The 24-track recordings, known in music circles as ‘The Lost Masters’, were originally thought to be damaged beyond repair by flooding and when found were covered in a sticky resin-like material.
But now, thanks to modern day technology, all but three master reels – prized by music aficionados – have been successfully cleaned and restored.
News of the discovery comes on the eve of what would have been the reggae icon’s 72nd birthday and will lead to a rush of excitement among music fans keen to listen to the treasures they contain.

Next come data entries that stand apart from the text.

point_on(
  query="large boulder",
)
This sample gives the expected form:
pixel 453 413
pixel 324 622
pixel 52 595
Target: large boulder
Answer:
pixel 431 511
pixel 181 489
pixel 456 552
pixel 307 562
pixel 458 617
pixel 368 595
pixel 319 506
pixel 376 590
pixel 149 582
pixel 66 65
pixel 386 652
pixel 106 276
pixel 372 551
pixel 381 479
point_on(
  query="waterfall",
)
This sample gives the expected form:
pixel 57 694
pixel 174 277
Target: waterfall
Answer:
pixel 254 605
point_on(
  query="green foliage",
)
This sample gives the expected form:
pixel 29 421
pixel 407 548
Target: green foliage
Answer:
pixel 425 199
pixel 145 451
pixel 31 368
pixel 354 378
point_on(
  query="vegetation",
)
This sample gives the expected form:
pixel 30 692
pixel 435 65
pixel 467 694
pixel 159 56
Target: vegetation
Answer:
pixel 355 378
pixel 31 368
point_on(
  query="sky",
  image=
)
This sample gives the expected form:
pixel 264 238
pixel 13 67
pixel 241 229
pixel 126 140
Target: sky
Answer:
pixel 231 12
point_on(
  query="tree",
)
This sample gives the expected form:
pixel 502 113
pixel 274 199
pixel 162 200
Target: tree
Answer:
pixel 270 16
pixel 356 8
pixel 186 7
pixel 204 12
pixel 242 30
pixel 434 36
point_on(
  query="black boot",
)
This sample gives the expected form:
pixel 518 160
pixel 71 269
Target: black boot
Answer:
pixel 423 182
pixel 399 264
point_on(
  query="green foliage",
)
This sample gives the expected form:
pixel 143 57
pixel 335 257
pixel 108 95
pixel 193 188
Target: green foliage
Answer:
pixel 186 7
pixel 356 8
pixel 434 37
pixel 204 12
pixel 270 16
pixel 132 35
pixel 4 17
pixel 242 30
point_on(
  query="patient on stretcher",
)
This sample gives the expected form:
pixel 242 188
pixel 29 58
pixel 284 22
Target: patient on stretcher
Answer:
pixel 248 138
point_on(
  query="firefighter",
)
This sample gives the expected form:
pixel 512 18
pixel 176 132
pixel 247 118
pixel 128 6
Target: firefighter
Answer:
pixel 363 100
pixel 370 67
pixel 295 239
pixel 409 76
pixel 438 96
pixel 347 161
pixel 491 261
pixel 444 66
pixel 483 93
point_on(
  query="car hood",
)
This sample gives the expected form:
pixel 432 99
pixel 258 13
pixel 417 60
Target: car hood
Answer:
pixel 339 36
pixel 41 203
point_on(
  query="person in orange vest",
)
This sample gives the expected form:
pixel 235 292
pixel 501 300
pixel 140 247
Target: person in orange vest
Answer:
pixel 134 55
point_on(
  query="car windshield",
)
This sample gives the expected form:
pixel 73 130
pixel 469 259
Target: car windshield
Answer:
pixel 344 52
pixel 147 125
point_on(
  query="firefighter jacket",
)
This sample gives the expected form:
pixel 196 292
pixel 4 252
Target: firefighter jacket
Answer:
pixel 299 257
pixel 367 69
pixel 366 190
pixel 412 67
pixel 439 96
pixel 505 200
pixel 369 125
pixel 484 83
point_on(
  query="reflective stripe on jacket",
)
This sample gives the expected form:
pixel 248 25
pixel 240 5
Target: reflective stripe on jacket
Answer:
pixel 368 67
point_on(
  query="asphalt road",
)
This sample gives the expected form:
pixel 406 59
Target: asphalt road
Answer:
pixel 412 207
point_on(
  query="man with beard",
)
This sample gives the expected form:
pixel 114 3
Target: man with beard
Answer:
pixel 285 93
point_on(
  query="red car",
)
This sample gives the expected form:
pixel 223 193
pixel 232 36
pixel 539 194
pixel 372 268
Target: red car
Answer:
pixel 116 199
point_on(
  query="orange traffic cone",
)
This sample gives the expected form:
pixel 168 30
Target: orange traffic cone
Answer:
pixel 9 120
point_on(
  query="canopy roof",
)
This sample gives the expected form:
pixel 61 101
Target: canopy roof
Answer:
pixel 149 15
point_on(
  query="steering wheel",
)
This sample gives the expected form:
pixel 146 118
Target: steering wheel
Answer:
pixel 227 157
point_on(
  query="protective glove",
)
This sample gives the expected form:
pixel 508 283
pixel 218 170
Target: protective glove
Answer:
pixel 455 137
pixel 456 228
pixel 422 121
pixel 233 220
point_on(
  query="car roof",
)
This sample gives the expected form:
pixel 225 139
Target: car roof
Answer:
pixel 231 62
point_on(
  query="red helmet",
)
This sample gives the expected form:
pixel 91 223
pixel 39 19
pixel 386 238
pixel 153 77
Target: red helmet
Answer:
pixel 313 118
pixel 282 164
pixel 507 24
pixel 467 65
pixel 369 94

The forty-year-old tapes are the original live recordings of concerts Bob Marley and the Wailers staged in London and Paris between 1974 and 1978.
The singer was then at the height of his powers and the concerts are still regarded as among the most memorable staged by any pop artist during that period.
The newly restored tapes feature versions of some of Marley’s greatest songs, such as No Woman No Cry, Jammin, Exodus and I Shot The Sheriff’, recorded live at the Lyceum, London, in 1975, the Hammersmith Odeon, in 1976, the Rainbow, in 1977 and the Pavilion de Paris, the following year.
The concerts were recorded on the only Mobile 24 Track Studio Vehicle available in the UK at the time, loaned out Bob Marley and the Wailers by The Rolling Stones.
But they were only discovered and rescued from the scrap heap by pure chance when Joe Gatt, a businessman and long-time Marley fan, received a phone call from a friend.
“I received a call from a friend telling me that he was doing a building refuse clearance that included some old discarded 2” tapes from the 1970’s,” he said. “Being a big music fan, who ironically, was actually in the audience for those historic Lyceum, Marley dates, I couldn’t just standby and let these objects, damaged or not, simply be destroyed…so I asked him not to throw them away.”